Thursday, June 14, 2012

Bruce Hood on Darwin and Redwoods

We're rockin' the cognitive science circuit this week. Today's guest is Dr. Bruce Hood.1  Dr. Hood is the director of the Bristol Cognitive Development Centre at the University of Bristol.  He's authored three popular science books: SuperSense: Why We Believe in the UnbelievableThe Science of Superstition: How the Developing Brain Creates Supernatural Beliefs, and his most recent Self Illusion: Why There Is No 'You' Inside Your Head.

Dr. Hood writes,

How many copies of Darwin's On the Origin of Species could be made from the largest Californian Redwood?

In addition to being some of the world's largest trees, sequoia or redwoods can support vast ecosystems of their own, so relating them to Darwin's Origin of Species is particularly appropriate.

Redwoods can grow to over 110 meters tall with widths broad enough to drive a car through. From the linked image, we can estimate the width as roughly 6 meters.  This would give redwoods a volume of roughly 4000 cubic meters.  
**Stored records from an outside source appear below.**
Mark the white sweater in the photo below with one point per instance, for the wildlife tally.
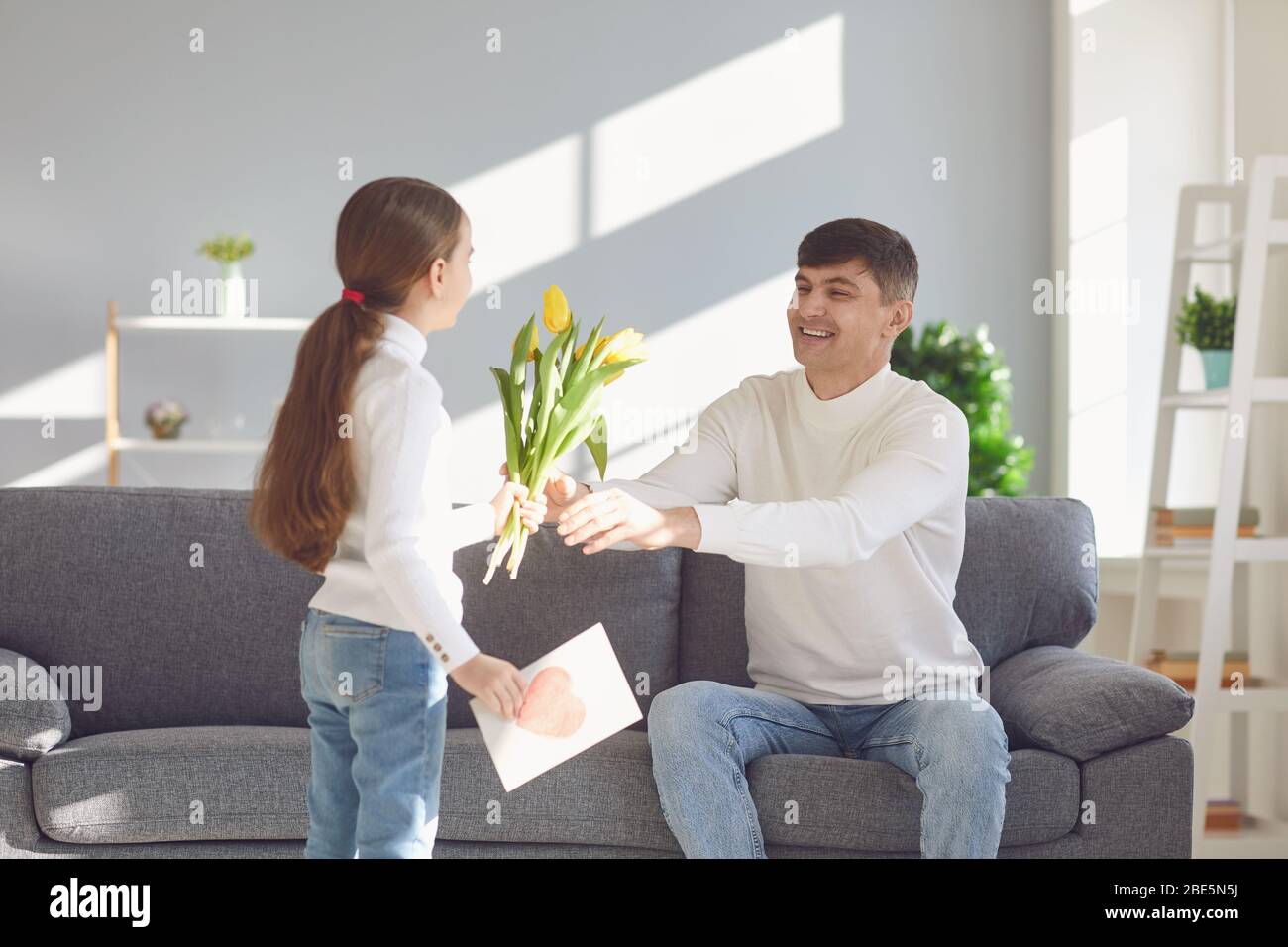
(850, 518)
(393, 564)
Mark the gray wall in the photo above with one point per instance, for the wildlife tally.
(158, 147)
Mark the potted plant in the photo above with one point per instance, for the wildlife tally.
(1207, 324)
(970, 372)
(165, 418)
(228, 253)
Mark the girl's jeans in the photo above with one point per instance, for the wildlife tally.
(377, 718)
(704, 735)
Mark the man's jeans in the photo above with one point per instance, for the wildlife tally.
(377, 716)
(703, 735)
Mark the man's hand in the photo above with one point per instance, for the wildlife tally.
(604, 519)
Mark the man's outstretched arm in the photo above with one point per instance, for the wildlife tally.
(700, 471)
(922, 464)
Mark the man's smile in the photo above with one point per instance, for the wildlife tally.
(814, 337)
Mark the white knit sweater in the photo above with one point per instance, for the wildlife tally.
(393, 565)
(850, 518)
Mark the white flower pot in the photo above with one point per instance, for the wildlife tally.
(235, 292)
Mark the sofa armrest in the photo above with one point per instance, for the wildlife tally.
(1083, 705)
(34, 716)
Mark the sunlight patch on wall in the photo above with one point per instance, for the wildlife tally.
(716, 125)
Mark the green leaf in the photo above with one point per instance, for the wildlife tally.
(519, 360)
(596, 442)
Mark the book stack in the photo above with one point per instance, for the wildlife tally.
(1183, 667)
(1186, 526)
(1224, 814)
Paper making is a fairly complex process.  According to at least one source,
A cord of wood is approximately 8 feet wide, 4 feet deep, and 4 feet high...It has been estimated that one cord of this wood will yield...1,000-2,000 pounds of paper (depending on the process)....
From this, we can estimate the number of number of pounds of paper produced

(2000 lbs) × (4000 m3) / ( 8 ft × 4 ft × 4 ft )
= 1100 tons.

Amazon lists the The Origin of Species shipping weight as 1.5 pounds, which means you could create roughly 1.5 million copies.  That's enough copies to send to half the people in Kansas.

Thanks for a great question, Dr. Hood.

[1] You can check out some of Dr. Hood's cool talks here and here.